Name 2 Regression metrics.
R2, MSE, RMSE, MAPE.
Why do we use the Sigmoid function for binary classifications?
It maps values into (0, 1), which can be interpreted as probabilities.
Key hyperparameter of K-Means clustering.
The number of clusters (k).
Process of adjusting the weights of a NN based on the error of its predictions.
Backpropagation.
Basic unit of text used by models.
Token.
What is the Confusion Matrix?
Table that shows the counts of TP, TN, FP, and FN for a classifier.
How does a Decision Tree split the data in each node?
It looks for the split that maximizes purity (e.g. Gini).
Main challenge that recommender systems face with new users.
The Cold Start Problem.
Activation function that outputs the input directly if it’s positive, and zero otherwise.
ReLU.
What are word embeddings?
Words represented as numerical vectors so that the ones with similar meanings are close in the vector space.
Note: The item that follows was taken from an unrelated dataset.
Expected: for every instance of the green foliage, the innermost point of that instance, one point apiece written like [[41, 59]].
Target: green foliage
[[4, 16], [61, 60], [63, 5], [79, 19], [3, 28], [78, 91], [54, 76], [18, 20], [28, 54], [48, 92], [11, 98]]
Harmonic mean of Precision and Recall.
F1-Score.
Name 3 variants of Gradient Descent.
Batch, Stochastic, Mini-Batch.
What is dimensionality reduction and why is it useful?
Reducing the nr of input features while preserving relevant information. Useful for visualization, noise reduction, faster computation and avoiding overfitting.
What’s the cost of flattening an image and where is it needed?
Loss of spatial information. Needed between the convolutional and the feedforward layers.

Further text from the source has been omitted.